1958 ging Sachs nach Paris, bezog ein Appartement in der Avenue Foch im 16. Arrondissement, der exklusivsten Wohnstraße der französischen Kapitale. Schnell kam er in Kontakt mit den dortigen Künstlern und baute innerhalb einer Dekade den Kern seiner Sammlung auf. Als Erbe eines Millionenunternehmens genoss Sachs im Kreise des Nouveau Realisme (Daniel Spoerri, Arman, Yves Klein) und des Informel (Jean Fautrier, Hans Hartung) das verwegene Savoir-vivre der Pariser Kunstszene. Er hat nie mehr als die aus heutiger Sicht unglaublich bescheidene Summe von 800 000 Dollar investiert. Später baute er seine Sammlung nur noch über wertgesteigerte Verkäufe aus. So trennte er sich auf einer Auktion von Christie’s in New York noch im Mai 2006 von einem der acht Porträts, die Andy Warhol für ihn von Brigitte Bardot, mit der er von 1966 bis 1969 verheiratet war, nach einer Fotografie von Richard Avedon gemacht hatte.

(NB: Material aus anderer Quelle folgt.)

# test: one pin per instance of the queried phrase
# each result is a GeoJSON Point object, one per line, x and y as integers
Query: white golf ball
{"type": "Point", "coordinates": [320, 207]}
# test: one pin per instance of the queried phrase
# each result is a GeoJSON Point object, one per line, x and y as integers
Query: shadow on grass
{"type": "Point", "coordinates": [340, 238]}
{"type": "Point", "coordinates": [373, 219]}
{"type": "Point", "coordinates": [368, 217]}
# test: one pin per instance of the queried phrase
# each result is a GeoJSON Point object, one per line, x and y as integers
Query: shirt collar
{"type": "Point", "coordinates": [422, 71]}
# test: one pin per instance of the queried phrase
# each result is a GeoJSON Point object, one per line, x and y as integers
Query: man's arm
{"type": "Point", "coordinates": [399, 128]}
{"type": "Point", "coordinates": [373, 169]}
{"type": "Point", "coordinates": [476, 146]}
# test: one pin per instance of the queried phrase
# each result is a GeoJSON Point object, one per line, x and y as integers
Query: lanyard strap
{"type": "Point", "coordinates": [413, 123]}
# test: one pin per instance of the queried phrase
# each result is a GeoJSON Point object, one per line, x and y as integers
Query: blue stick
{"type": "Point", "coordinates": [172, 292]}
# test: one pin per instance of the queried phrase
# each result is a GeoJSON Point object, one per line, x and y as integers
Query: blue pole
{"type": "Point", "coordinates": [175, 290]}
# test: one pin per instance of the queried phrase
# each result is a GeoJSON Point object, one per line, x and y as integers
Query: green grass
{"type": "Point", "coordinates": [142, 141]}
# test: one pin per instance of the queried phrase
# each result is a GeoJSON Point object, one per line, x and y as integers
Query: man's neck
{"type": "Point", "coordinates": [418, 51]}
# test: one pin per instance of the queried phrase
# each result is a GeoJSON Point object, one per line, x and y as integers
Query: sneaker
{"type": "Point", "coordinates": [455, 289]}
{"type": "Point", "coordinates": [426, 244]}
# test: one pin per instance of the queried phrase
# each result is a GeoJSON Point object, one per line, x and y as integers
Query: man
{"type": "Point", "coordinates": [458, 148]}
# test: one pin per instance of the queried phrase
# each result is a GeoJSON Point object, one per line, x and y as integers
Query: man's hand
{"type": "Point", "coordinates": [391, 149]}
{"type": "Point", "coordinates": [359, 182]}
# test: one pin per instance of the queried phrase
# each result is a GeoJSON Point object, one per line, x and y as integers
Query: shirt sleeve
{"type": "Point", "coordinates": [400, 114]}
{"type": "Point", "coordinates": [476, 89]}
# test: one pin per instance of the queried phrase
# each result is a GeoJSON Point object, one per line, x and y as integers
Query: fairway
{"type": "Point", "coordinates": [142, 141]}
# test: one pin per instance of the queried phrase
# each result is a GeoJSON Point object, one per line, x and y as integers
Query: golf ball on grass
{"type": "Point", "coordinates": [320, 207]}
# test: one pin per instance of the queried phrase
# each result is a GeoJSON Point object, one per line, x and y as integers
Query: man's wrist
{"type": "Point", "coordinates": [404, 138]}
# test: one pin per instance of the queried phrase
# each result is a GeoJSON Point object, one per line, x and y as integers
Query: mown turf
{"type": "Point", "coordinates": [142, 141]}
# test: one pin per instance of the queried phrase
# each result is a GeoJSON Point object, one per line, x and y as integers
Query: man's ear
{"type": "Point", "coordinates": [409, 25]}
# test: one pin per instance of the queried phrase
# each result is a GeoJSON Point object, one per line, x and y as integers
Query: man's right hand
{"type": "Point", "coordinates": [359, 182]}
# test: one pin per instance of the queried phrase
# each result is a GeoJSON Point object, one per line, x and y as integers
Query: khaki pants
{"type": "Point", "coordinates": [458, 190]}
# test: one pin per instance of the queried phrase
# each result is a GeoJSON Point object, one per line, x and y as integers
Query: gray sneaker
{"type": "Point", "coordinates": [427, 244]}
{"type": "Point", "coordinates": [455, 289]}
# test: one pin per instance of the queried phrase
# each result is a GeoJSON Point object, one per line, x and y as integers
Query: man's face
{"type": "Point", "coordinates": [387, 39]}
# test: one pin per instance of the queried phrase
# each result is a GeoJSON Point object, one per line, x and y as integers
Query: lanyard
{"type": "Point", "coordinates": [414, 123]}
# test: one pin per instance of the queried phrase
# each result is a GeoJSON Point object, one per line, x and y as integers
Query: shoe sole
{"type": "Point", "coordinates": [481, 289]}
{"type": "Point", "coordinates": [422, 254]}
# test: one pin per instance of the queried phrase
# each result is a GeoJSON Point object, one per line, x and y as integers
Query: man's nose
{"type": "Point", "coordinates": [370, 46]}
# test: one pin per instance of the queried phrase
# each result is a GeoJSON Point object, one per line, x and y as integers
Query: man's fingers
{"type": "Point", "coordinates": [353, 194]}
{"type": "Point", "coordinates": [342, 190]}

Tatsächlich steht die Pop-Art im Zentrum der Sammlung Gunter Sachs, und gerade sie wird in der sehr hohen, raumgreifenden Eingangshalle in Schweinfurt atemberaubend in Szene gesetzt. Warhol also, Roy Lichtenstein natürlich und die Werbung und nackte Frauen verbindenden Ölgemälde Mel Ramos’, dann Robert Rauschenberg und Tom Wesselmanns großformatige Akte und Studien. Chronologisch reichen die Exponate, deren Fokus auf dem dritten Viertel des vergangenen Jahrhunderts liegt, zurück bis zu den Surrealisten Max Ernst, Salvador Dalí, Yves Tanguy und René Magritte (etwa „Arbre et lune“, 1948), und sie greifen voraus bis in die aktuelle Graffiti-Kunst eines Banksy („People who have flags“).

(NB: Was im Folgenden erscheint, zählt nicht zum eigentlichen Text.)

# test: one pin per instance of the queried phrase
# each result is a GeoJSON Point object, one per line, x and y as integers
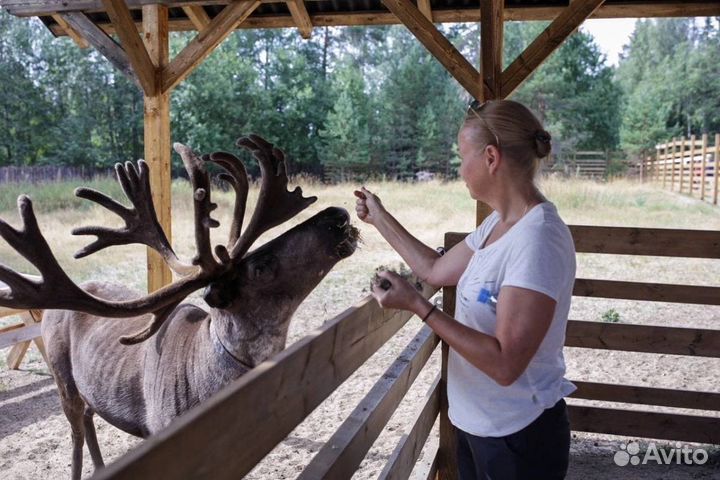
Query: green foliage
{"type": "Point", "coordinates": [611, 316]}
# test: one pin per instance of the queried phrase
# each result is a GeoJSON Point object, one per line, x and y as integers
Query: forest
{"type": "Point", "coordinates": [353, 101]}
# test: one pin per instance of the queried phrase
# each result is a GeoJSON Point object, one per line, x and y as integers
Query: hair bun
{"type": "Point", "coordinates": [542, 143]}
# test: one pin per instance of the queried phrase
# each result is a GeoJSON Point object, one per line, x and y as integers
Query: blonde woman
{"type": "Point", "coordinates": [515, 275]}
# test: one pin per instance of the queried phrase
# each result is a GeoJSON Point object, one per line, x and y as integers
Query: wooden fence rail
{"type": "Point", "coordinates": [686, 165]}
{"type": "Point", "coordinates": [226, 436]}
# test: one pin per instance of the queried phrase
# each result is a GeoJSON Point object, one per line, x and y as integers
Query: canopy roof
{"type": "Point", "coordinates": [194, 15]}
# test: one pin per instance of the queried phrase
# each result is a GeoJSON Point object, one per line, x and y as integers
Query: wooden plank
{"type": "Point", "coordinates": [692, 165]}
{"type": "Point", "coordinates": [662, 397]}
{"type": "Point", "coordinates": [19, 333]}
{"type": "Point", "coordinates": [301, 18]}
{"type": "Point", "coordinates": [404, 457]}
{"type": "Point", "coordinates": [79, 41]}
{"type": "Point", "coordinates": [523, 13]}
{"type": "Point", "coordinates": [157, 139]}
{"type": "Point", "coordinates": [546, 43]}
{"type": "Point", "coordinates": [716, 168]}
{"type": "Point", "coordinates": [491, 43]}
{"type": "Point", "coordinates": [643, 338]}
{"type": "Point", "coordinates": [651, 292]}
{"type": "Point", "coordinates": [132, 44]}
{"type": "Point", "coordinates": [272, 400]}
{"type": "Point", "coordinates": [206, 41]}
{"type": "Point", "coordinates": [436, 43]}
{"type": "Point", "coordinates": [646, 241]}
{"type": "Point", "coordinates": [632, 423]}
{"type": "Point", "coordinates": [102, 43]}
{"type": "Point", "coordinates": [425, 8]}
{"type": "Point", "coordinates": [341, 455]}
{"type": "Point", "coordinates": [198, 16]}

Sachs war selbst ein mit Preisen bedachter Fotograf vor allem von ins Surreale gehenden Akt- und Landschaftsaufnahmen. Der Sammler ist in Schweinfurt zu sehen auf Fotografien von Henri Cartier-Bresson, von Mimmo Rotella, von Will McBride, und zu sehen sind zudem Arbeiten etwa von Karl Lagerfeld oder Thomas Ruffs verschwommene, andeutungsreiche, delikate, nicht näher datierte „Nudes“.

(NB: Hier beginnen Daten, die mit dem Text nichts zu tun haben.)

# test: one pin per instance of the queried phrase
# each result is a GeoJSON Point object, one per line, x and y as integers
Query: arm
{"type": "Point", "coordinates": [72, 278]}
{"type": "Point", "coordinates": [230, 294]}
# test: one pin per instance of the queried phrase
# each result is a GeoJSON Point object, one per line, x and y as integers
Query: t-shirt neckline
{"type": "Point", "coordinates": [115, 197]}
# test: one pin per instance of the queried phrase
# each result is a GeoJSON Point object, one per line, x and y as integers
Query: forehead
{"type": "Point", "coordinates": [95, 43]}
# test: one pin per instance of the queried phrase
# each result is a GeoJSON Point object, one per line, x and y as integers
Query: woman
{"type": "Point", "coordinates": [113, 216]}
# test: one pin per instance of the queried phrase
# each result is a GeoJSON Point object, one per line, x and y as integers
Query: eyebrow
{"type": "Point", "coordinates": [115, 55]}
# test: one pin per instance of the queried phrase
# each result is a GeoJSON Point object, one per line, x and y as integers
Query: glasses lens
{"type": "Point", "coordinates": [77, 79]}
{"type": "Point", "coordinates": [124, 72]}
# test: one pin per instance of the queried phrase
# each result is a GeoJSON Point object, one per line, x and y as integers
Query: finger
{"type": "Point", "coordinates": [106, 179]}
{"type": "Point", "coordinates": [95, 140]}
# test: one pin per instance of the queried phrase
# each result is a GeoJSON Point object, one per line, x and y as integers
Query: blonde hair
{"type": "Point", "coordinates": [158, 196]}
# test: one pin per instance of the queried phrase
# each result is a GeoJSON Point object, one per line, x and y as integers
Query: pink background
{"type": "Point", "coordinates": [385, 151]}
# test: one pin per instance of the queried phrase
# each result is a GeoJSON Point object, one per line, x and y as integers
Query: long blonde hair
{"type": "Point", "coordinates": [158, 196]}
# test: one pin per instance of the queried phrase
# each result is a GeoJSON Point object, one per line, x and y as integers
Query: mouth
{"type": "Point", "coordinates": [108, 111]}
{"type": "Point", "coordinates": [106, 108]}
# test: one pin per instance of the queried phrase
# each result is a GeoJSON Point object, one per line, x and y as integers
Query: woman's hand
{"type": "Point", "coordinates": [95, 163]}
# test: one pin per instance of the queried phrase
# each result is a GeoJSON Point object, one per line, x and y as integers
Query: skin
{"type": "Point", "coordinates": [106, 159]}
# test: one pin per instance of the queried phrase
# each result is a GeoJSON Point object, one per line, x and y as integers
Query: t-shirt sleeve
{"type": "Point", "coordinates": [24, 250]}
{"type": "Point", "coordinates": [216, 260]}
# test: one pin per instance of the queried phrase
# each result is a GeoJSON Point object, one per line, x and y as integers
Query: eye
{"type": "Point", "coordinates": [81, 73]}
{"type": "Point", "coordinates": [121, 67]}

Seine Schätze im Tresor zu hüten, war Sachs fremd. Vielmehr waren sie Teil des Interieurs seiner diversen Domizile zwischen Paris, St. Moritz, Manhattan, Velden am Wörthersee (für die Gestaltung seines Appartements im Schlosshotels konnte er die Graffiti-Künstler Sigi von Koeding alias Dare und Ata Bozaci alias Toast gewinnen) und Gstaad. Dass sich die Echtfell-Schafskulpturen von François-Xavier Lalanne auch wunderbar als Sitzmöbel machen, führte nach dem Presserundgang durch die Ausstellung Rolf Sachs vor, Gunters ältester Sohn aus seiner ersten Ehe. An der Tatsache, dass die Sammlung Gunter Sachs kein einziges Exponat minderer Qualität enthalte, erkenne man das überragende Gespür seines Vaters für Kunst, sagte Rolf Sachs, der heute als Möbeldesigner und Bühnenbildner arbeitet.
Dem studierten Mathematiker und Ökonom Gunter Sachs fehlte es weder an Bildung noch an Charisma, und an exzellentem Geschmack und Kunstsinn schon gleich gar nicht. Da Sachs nicht auf seinen Exponaten sitzenblieb, sondern sich bisweilen auch wieder von ihnen verabschiedete, einzelne Werke tauschte oder verkaufte, spiegelt die Sammlung auf sehr vitale Weise Sachs’ Interessen, seine Bekanntschaften und sein originäres individuelles Stilempfinden. Aufs Schönste lässt sich das derzeit in der Schweinfurter Kunsthalle in Augenschein nehmen.
Keinesfalls vergessen werden soll im Übrigen das feine Engagement des Hauses in Sachen Kunstvermittlung. Für Schulklassen, für Kinder und Kindergartengruppen hat sich der MuSe geheißene Museums-Service bei einem Unkostenbeitrag von zwei Euro pro Person Angebote ausgedacht, die Führung, Kunstbetrachtung und eigene kreative Arbeit im Atelier unter den Arkaden kombinieren. So lädt MuSe etwa ein zu einem Spaziergang durch surrealistische Traumwelten, bei dem Kinder ihre eigene Welt erfinden dürfen. Ein zweiter Rundgang regt dazu an, selbst ein witziges Stillleben zu malen, mit knallbunten Farben zu spielen, sich eine Installation aus Federn auszudenken. Sehr schön auch, dass das (gewiss nicht schwarze) Schaf Franzi Kinder durch die Sammlung begleitet. Außerdem ist an der Kasse ein Quiz erhältlich.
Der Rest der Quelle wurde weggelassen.